Thursday, March 1, 2018
The consumer group Public Watchdogs is opposing a settlement agreement that charges ratepayers about $2 billion for the shutdown of San Onofre. The nuclear power plant closed in 2013 after faulty, newly-installed steam generators began to leak in 2012.
Charles Langley of Public Watchdogs said the California Public Utilities Commission should not approve the settlement because it allows the utility to unlawfully charge ratepayers for useless equipment.
The $2 billion has already been paid by electricity consumers in their bills.
San Diego attorney Mike Aguirre was the lead attorney on a lawsuit that resulted in the settlement.
When the settlement was reached in January, Aguirre said that he had fought for five years and ultimately decided this was the best deal he could get for consumers.
“Not paying any more money is not the same thing as getting back all the money you paid,” Aguirre said. “There’s no mincing words on that. But we had to make a judgement call.”

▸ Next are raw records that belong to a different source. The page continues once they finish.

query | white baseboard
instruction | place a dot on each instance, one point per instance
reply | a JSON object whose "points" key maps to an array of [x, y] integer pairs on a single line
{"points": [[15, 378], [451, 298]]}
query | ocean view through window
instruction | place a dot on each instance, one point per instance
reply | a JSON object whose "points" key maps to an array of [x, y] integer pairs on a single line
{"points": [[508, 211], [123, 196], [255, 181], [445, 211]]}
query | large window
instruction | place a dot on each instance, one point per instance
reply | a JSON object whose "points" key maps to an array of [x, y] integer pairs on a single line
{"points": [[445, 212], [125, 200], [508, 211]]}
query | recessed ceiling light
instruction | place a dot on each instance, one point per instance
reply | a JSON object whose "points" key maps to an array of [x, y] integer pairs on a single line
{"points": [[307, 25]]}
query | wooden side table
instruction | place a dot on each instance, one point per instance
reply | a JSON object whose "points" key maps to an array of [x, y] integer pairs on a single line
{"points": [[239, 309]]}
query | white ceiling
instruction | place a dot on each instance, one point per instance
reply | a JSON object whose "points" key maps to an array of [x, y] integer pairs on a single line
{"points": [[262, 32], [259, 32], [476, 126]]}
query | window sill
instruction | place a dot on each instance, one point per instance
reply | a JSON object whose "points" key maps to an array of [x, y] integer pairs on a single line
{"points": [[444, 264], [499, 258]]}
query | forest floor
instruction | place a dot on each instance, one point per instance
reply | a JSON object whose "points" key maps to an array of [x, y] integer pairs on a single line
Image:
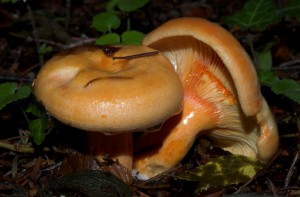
{"points": [[59, 25]]}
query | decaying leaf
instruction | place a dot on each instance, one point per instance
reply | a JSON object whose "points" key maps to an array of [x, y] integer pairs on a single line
{"points": [[92, 183], [223, 171]]}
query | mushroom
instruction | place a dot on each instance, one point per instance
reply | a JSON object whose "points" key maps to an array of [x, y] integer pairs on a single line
{"points": [[222, 98], [110, 92]]}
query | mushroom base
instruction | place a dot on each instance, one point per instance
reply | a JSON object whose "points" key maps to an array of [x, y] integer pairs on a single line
{"points": [[117, 147]]}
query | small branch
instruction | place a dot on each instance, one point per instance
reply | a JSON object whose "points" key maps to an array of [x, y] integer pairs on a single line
{"points": [[68, 14], [20, 148], [35, 34], [291, 170], [273, 188]]}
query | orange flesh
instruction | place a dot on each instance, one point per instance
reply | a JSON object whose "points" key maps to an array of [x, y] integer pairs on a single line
{"points": [[179, 133]]}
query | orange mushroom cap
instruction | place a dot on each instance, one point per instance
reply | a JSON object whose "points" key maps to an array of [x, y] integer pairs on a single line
{"points": [[223, 44], [222, 97], [87, 89]]}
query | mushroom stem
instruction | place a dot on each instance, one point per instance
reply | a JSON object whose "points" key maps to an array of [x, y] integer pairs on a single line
{"points": [[117, 147]]}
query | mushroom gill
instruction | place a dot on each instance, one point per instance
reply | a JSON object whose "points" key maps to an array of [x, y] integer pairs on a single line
{"points": [[221, 97]]}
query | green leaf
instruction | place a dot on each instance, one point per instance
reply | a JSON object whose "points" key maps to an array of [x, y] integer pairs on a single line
{"points": [[132, 37], [108, 39], [223, 171], [105, 21], [256, 14], [287, 87], [110, 6], [92, 183], [131, 5], [9, 92], [37, 129], [36, 109]]}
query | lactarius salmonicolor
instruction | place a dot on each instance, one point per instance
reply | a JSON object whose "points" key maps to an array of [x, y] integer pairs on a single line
{"points": [[222, 97], [110, 92]]}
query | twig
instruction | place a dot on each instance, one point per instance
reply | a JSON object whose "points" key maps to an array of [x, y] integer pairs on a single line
{"points": [[68, 13], [273, 188], [20, 148], [35, 34], [290, 173]]}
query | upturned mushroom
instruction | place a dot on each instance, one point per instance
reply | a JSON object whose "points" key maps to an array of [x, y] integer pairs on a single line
{"points": [[110, 92], [222, 97]]}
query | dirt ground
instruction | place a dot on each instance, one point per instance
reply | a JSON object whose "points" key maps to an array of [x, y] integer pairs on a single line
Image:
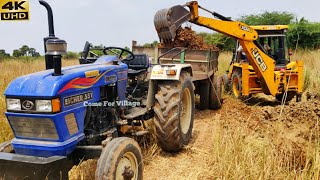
{"points": [[259, 117]]}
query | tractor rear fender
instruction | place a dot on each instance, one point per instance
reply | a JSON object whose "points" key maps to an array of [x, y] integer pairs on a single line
{"points": [[169, 71], [159, 73]]}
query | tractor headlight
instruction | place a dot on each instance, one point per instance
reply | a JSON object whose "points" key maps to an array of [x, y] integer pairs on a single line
{"points": [[44, 105], [48, 105], [13, 104]]}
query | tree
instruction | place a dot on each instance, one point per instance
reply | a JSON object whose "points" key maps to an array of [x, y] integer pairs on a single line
{"points": [[304, 34], [16, 53], [24, 50], [268, 18], [3, 54]]}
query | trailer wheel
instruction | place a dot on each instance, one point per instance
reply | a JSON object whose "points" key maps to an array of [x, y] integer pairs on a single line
{"points": [[120, 159], [6, 147], [216, 93], [236, 84], [290, 96], [174, 113], [205, 94]]}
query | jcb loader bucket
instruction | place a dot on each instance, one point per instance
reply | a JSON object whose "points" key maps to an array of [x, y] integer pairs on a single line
{"points": [[14, 166], [167, 21]]}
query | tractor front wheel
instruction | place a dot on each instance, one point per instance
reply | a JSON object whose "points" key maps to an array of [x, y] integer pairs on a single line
{"points": [[6, 147], [174, 113], [120, 159]]}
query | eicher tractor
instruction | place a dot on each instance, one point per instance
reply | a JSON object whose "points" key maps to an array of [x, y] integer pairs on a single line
{"points": [[60, 116]]}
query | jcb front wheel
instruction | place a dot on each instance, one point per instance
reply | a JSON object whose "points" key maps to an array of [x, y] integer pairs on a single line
{"points": [[236, 84]]}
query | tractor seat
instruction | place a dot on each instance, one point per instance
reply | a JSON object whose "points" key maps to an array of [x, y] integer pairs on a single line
{"points": [[139, 64]]}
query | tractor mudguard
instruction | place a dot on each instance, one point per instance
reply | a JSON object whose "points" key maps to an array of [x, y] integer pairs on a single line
{"points": [[16, 166]]}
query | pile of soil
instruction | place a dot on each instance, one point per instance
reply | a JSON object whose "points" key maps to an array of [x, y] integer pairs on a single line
{"points": [[189, 39], [289, 129]]}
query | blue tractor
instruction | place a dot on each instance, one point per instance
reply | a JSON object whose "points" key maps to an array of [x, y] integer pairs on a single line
{"points": [[60, 116]]}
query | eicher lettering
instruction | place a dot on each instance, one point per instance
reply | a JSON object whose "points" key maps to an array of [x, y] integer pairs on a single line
{"points": [[71, 100]]}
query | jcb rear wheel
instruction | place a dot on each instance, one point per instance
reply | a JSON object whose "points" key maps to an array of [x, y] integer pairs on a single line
{"points": [[174, 113], [215, 93], [120, 159], [205, 94], [290, 96]]}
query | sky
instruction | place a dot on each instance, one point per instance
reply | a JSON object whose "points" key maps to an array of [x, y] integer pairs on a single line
{"points": [[118, 22]]}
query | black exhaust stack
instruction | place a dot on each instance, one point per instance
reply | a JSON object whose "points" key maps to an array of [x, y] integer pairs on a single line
{"points": [[53, 46]]}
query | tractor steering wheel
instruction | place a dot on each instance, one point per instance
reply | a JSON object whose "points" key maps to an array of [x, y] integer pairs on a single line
{"points": [[115, 50]]}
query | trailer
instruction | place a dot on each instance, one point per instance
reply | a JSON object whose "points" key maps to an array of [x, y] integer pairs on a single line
{"points": [[204, 65]]}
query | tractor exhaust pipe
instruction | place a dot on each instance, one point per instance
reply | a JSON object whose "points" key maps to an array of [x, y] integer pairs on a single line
{"points": [[48, 59], [53, 46]]}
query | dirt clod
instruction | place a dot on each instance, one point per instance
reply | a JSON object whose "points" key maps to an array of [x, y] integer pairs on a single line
{"points": [[189, 39]]}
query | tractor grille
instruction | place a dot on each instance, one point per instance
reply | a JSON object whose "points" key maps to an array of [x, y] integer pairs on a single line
{"points": [[40, 128], [71, 124]]}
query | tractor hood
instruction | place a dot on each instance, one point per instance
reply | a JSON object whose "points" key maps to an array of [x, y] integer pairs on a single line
{"points": [[74, 78]]}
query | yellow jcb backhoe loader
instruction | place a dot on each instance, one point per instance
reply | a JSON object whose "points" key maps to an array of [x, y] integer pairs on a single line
{"points": [[265, 65]]}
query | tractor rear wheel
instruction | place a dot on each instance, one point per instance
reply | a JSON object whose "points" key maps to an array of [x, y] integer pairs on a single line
{"points": [[226, 83], [174, 113], [120, 159], [6, 147], [205, 94], [215, 93]]}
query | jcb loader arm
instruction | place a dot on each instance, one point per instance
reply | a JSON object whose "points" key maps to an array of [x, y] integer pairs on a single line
{"points": [[168, 21]]}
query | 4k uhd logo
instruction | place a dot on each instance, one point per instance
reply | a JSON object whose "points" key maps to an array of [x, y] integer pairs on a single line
{"points": [[17, 10]]}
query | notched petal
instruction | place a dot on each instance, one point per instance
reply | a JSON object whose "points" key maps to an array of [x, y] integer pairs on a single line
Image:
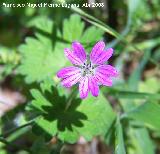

Aguirre received $5 million as part of the settlement. Langley said the latest settlement was secretly negotiated behind closed doors — as was the 2014 settlement – “to prevent evidence of potential criminal activity and life-threatening malfeasance from being disclosed openly in public hearings.”
Evidence emerged that the 2014 settlement was based on a secret meeting between CPUC then-President Michael Peevey and Edison executive, Stephen Pickett, who met in a hotel in Warsaw, Poland and noted the details of the deal on the Hotel Bristol stationary.
“The attorneys, in this case, have stabbed the public in the back in exchange for a $5.4 million payday,” Langley said, “and the other participants are also lining up at the trough for easy money at the public’s expense.”
Other consumer groups, including TURN, UCAN and the Alliance for Nuclear Responsibility, have signed on to the proposed settlement, saying it is an improvement on the original agreement, which would have charged ratepayers more than $3 billion for the cost of the shutdown.